Alaska's LNG tax break now hinges on a gas line to Fairbanks
Alaska wants to give the developer of its big LNG project a temporary tax break. A new Senate Finance work draft says Fairbanks gets paid first.
The bill, a work draft of HB 381, makes Glenfarne's property tax relief conditional. Before any of it takes effect, the company has to do three things: put $40 million into a municipal impact fund within 60 days of a phase-one investment decision, and commit to another $40 million after phase two; sign a project labor agreement; and formally commit to a spur line carrying gas to Fairbanks. The Revenue commissioner must certify all three first.

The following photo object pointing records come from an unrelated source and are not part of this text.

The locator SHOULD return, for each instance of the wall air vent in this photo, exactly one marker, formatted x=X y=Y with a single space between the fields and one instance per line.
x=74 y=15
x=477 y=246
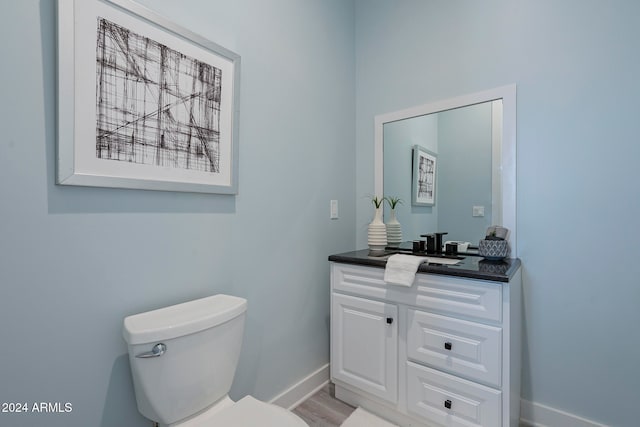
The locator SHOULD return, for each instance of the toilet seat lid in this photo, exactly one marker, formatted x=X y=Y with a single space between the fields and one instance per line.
x=248 y=412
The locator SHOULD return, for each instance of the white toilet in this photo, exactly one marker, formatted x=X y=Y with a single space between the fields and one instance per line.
x=183 y=359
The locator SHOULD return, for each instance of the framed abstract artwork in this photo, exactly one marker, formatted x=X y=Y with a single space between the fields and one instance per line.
x=142 y=102
x=423 y=186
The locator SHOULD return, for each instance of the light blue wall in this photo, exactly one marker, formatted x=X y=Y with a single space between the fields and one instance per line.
x=75 y=261
x=399 y=139
x=464 y=172
x=576 y=67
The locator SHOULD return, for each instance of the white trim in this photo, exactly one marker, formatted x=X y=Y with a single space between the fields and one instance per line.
x=537 y=415
x=508 y=161
x=303 y=389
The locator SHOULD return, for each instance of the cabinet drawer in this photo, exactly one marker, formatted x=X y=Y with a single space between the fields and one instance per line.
x=451 y=401
x=464 y=348
x=442 y=294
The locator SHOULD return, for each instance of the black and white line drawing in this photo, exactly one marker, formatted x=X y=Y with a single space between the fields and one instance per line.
x=423 y=187
x=155 y=105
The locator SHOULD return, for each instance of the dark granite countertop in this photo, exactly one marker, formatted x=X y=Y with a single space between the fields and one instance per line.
x=470 y=265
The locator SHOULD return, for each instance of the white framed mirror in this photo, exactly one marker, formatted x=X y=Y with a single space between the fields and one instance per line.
x=474 y=139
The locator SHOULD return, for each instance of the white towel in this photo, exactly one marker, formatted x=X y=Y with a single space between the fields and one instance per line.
x=401 y=269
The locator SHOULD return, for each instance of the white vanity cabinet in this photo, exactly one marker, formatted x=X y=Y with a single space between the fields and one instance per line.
x=443 y=352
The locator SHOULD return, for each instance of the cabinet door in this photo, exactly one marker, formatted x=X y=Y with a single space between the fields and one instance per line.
x=364 y=345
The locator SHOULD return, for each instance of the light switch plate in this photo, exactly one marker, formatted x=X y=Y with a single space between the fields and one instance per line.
x=334 y=209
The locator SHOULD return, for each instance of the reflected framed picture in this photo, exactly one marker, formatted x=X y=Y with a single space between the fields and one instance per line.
x=142 y=102
x=423 y=187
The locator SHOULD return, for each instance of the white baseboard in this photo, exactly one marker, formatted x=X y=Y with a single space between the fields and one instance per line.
x=303 y=389
x=534 y=414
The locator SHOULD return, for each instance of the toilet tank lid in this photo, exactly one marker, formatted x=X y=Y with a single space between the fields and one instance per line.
x=182 y=319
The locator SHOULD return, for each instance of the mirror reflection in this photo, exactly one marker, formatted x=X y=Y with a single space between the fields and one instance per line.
x=466 y=143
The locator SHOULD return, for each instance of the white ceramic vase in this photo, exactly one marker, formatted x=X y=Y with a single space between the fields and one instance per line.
x=377 y=236
x=394 y=230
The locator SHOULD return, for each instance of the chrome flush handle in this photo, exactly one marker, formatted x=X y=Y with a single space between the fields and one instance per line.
x=157 y=351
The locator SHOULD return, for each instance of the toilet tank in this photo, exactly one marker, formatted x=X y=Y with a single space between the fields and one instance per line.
x=202 y=341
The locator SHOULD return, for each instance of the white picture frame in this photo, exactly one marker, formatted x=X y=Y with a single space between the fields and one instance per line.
x=142 y=102
x=423 y=185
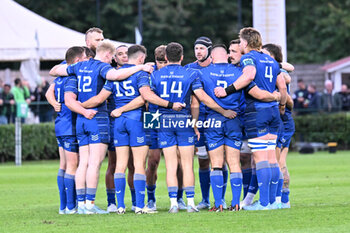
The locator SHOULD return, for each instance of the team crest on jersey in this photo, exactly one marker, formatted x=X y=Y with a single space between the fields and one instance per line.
x=151 y=120
x=248 y=61
x=94 y=137
x=140 y=139
x=66 y=144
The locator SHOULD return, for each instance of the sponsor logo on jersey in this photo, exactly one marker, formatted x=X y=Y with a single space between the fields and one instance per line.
x=94 y=137
x=140 y=139
x=66 y=144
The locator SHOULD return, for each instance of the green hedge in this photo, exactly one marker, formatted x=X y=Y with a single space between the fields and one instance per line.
x=39 y=141
x=324 y=128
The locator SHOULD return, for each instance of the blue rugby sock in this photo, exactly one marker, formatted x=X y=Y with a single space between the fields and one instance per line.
x=180 y=193
x=247 y=174
x=69 y=183
x=119 y=184
x=285 y=195
x=275 y=174
x=279 y=188
x=225 y=176
x=204 y=180
x=140 y=187
x=217 y=183
x=110 y=196
x=151 y=192
x=61 y=189
x=236 y=187
x=263 y=174
x=253 y=185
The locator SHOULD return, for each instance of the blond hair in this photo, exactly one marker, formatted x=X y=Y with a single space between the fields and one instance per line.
x=252 y=36
x=91 y=30
x=106 y=46
x=159 y=53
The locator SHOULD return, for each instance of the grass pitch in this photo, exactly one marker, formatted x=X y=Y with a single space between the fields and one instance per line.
x=320 y=199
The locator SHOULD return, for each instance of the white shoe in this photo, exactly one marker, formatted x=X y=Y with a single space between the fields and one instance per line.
x=121 y=210
x=181 y=204
x=62 y=211
x=144 y=210
x=152 y=205
x=72 y=211
x=112 y=208
x=192 y=209
x=133 y=208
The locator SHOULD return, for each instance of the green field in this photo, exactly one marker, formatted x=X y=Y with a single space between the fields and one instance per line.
x=320 y=199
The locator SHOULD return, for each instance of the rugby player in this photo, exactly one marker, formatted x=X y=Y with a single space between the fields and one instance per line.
x=92 y=134
x=287 y=129
x=261 y=118
x=176 y=83
x=66 y=135
x=202 y=49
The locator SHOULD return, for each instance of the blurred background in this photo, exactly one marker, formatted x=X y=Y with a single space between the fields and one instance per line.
x=317 y=43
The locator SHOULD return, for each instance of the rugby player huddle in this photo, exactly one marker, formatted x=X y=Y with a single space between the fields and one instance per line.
x=231 y=109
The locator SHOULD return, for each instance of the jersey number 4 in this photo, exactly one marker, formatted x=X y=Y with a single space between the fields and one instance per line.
x=175 y=89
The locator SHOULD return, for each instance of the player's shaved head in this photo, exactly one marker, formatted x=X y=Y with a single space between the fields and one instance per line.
x=73 y=53
x=106 y=46
x=219 y=54
x=174 y=52
x=136 y=50
x=92 y=37
x=251 y=37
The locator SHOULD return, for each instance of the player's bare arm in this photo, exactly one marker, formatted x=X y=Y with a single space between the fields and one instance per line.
x=134 y=104
x=50 y=96
x=121 y=74
x=59 y=70
x=282 y=88
x=263 y=95
x=72 y=103
x=243 y=81
x=151 y=97
x=208 y=101
x=97 y=100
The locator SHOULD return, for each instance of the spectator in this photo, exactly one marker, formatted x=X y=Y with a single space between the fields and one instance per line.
x=345 y=97
x=313 y=101
x=7 y=106
x=330 y=102
x=21 y=95
x=42 y=107
x=299 y=97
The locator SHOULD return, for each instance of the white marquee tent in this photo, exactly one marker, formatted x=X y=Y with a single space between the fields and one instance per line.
x=29 y=38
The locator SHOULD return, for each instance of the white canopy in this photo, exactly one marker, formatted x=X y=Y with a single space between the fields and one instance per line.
x=28 y=37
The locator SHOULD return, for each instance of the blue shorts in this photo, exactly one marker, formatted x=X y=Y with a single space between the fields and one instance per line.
x=152 y=135
x=230 y=134
x=111 y=134
x=286 y=132
x=128 y=132
x=94 y=130
x=69 y=143
x=171 y=137
x=262 y=121
x=202 y=141
x=58 y=142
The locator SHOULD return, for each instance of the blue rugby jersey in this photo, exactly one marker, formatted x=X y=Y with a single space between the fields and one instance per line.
x=91 y=77
x=66 y=119
x=267 y=70
x=221 y=75
x=175 y=84
x=127 y=90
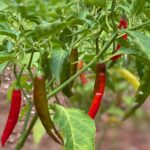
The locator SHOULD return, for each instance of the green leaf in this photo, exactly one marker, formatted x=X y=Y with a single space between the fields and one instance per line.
x=10 y=33
x=77 y=128
x=38 y=132
x=2 y=67
x=137 y=7
x=47 y=29
x=56 y=63
x=26 y=58
x=6 y=57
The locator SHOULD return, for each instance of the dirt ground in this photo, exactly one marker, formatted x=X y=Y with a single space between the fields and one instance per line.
x=133 y=134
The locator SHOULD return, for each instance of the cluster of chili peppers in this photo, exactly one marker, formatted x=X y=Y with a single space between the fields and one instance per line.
x=41 y=101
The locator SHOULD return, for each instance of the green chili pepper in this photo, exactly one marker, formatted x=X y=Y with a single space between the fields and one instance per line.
x=69 y=69
x=41 y=106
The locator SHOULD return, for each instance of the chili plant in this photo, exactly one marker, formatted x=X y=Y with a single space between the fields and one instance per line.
x=53 y=38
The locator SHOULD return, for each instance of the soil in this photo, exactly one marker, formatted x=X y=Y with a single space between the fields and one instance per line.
x=133 y=134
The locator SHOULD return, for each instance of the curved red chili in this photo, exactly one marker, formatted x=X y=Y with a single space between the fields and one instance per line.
x=13 y=115
x=82 y=75
x=99 y=89
x=122 y=24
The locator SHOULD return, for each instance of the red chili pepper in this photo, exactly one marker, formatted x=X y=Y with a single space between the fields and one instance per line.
x=82 y=75
x=99 y=89
x=13 y=115
x=122 y=24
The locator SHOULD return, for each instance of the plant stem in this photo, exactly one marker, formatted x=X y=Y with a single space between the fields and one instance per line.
x=139 y=26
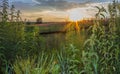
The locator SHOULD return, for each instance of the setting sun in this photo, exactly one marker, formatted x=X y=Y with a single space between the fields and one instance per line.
x=75 y=15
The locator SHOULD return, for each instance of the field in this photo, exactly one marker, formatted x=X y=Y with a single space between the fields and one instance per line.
x=82 y=47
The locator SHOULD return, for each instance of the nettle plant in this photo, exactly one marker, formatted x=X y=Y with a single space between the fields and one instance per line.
x=102 y=48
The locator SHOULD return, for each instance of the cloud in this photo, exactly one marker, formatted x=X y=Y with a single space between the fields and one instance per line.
x=66 y=4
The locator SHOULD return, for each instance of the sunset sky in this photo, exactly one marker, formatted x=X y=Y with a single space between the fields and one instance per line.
x=57 y=10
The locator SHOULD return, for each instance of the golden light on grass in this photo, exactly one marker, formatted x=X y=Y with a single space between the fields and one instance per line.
x=74 y=16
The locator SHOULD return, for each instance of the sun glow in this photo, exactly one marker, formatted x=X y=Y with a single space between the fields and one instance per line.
x=75 y=15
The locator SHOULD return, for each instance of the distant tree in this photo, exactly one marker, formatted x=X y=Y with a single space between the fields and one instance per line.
x=38 y=20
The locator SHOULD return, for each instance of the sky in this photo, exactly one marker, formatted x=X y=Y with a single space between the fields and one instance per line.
x=57 y=10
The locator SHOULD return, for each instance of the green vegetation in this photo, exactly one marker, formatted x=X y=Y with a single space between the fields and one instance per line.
x=94 y=51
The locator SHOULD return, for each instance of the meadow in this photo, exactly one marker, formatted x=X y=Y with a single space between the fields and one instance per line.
x=25 y=49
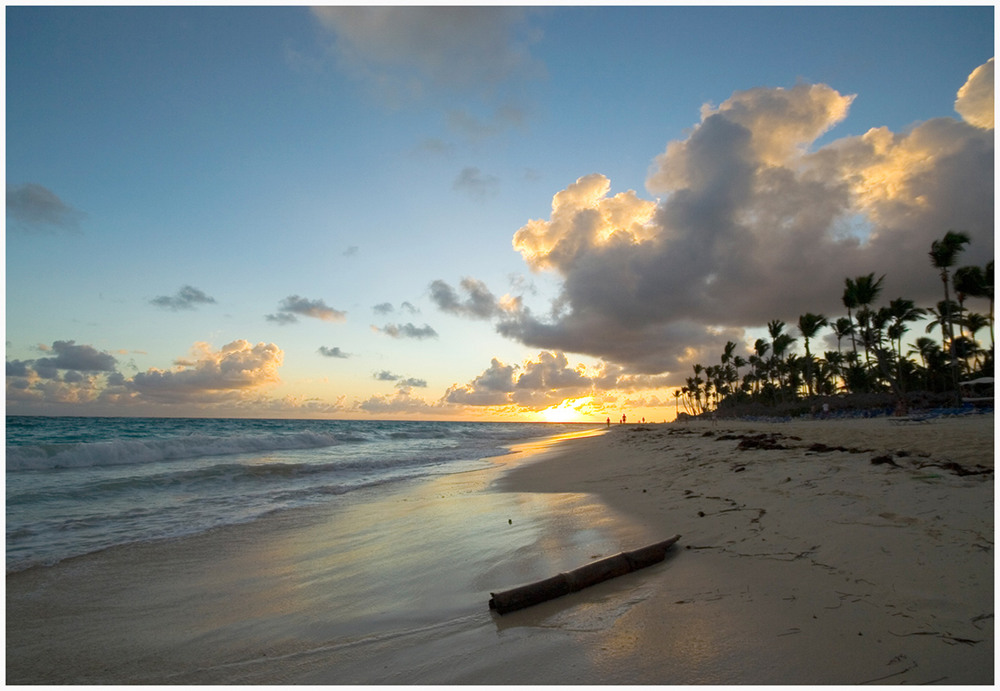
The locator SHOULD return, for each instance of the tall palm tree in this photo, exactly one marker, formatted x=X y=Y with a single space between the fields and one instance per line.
x=968 y=281
x=842 y=327
x=988 y=279
x=973 y=281
x=943 y=254
x=850 y=300
x=809 y=326
x=902 y=311
x=866 y=290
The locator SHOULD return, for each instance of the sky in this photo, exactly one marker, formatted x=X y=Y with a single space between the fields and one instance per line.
x=482 y=213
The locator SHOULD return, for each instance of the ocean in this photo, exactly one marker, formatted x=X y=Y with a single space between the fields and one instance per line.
x=78 y=485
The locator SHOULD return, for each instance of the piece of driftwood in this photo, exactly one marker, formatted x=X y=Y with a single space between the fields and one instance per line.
x=578 y=579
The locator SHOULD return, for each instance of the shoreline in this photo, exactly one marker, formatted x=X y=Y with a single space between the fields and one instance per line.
x=790 y=561
x=793 y=560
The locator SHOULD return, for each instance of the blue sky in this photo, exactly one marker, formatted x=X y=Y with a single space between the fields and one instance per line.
x=312 y=212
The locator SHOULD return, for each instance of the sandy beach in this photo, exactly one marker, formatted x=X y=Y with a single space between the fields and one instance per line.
x=837 y=551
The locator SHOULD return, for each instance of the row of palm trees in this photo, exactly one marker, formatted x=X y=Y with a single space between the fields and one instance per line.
x=870 y=355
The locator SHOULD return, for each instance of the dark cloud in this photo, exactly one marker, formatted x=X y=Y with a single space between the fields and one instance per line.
x=752 y=224
x=82 y=358
x=282 y=318
x=400 y=402
x=408 y=330
x=410 y=48
x=31 y=207
x=480 y=303
x=473 y=182
x=18 y=368
x=535 y=385
x=387 y=308
x=335 y=352
x=412 y=382
x=187 y=298
x=237 y=369
x=295 y=305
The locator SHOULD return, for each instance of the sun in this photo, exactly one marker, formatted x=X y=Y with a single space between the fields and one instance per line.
x=570 y=410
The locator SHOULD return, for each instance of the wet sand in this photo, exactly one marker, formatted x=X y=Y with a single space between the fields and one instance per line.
x=794 y=566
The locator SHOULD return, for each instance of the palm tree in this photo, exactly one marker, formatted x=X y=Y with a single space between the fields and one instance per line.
x=809 y=326
x=850 y=299
x=968 y=281
x=988 y=279
x=865 y=292
x=972 y=281
x=842 y=327
x=943 y=254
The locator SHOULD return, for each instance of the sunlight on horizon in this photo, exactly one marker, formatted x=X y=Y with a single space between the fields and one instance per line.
x=570 y=411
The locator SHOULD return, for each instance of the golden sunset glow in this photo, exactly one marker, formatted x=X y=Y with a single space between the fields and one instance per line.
x=571 y=410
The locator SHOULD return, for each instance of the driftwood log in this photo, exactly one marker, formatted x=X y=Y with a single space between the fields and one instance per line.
x=578 y=579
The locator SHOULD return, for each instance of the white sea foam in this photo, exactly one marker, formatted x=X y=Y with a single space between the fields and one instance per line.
x=76 y=485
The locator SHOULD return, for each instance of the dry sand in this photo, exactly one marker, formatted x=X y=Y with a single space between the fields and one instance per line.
x=795 y=566
x=802 y=566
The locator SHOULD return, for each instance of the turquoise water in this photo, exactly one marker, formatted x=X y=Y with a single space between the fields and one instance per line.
x=78 y=485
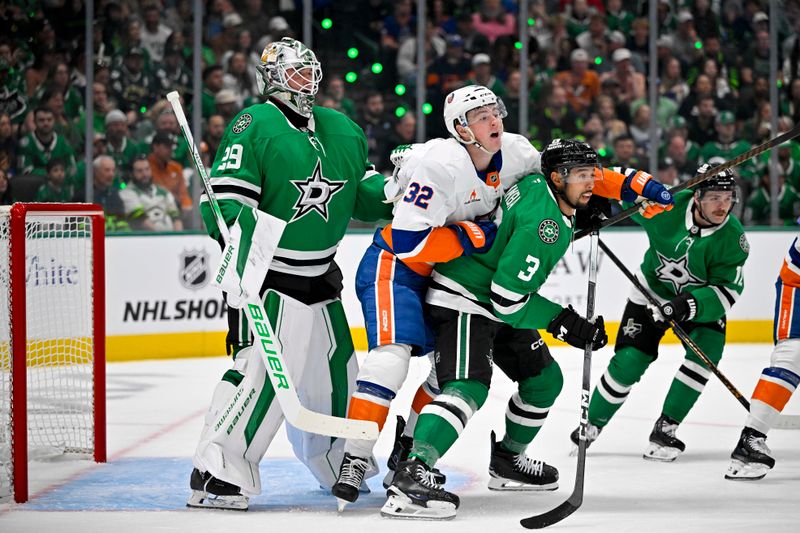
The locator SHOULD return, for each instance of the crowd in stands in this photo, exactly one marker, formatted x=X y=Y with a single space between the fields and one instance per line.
x=587 y=68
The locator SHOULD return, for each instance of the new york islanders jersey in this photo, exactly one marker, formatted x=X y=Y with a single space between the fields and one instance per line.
x=315 y=180
x=503 y=283
x=706 y=262
x=444 y=187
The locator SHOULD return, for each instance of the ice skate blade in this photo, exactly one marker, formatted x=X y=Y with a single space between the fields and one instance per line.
x=573 y=451
x=388 y=478
x=341 y=503
x=741 y=471
x=663 y=454
x=203 y=500
x=503 y=484
x=401 y=506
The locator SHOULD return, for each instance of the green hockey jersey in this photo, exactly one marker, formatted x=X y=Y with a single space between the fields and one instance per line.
x=314 y=180
x=502 y=284
x=706 y=262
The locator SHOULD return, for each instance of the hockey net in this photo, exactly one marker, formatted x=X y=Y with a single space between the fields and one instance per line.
x=52 y=337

The spur line is what matters most for the Interior, where gas runs expensive. Borough Mayor Grier Hopkins told lawmakers in May that Fairbanks pays $24 to $26 per thousand cubic feet for trucked North Slope gas. "We don't need more gas, we need affordable gas," he said. The bill answers that by spreading the spur line's cost across utility customers statewide, capping what utilities can be charged for gas, and shielding ratepayers from construction overruns.
Glenfarne, for its part, says it is shouldering the project's risk and expense itself, with no state payback if it falls through. The work draft sets hard deadlines, including a 2037 cutoff that ends the tax benefits, and hasn't had a committee vote.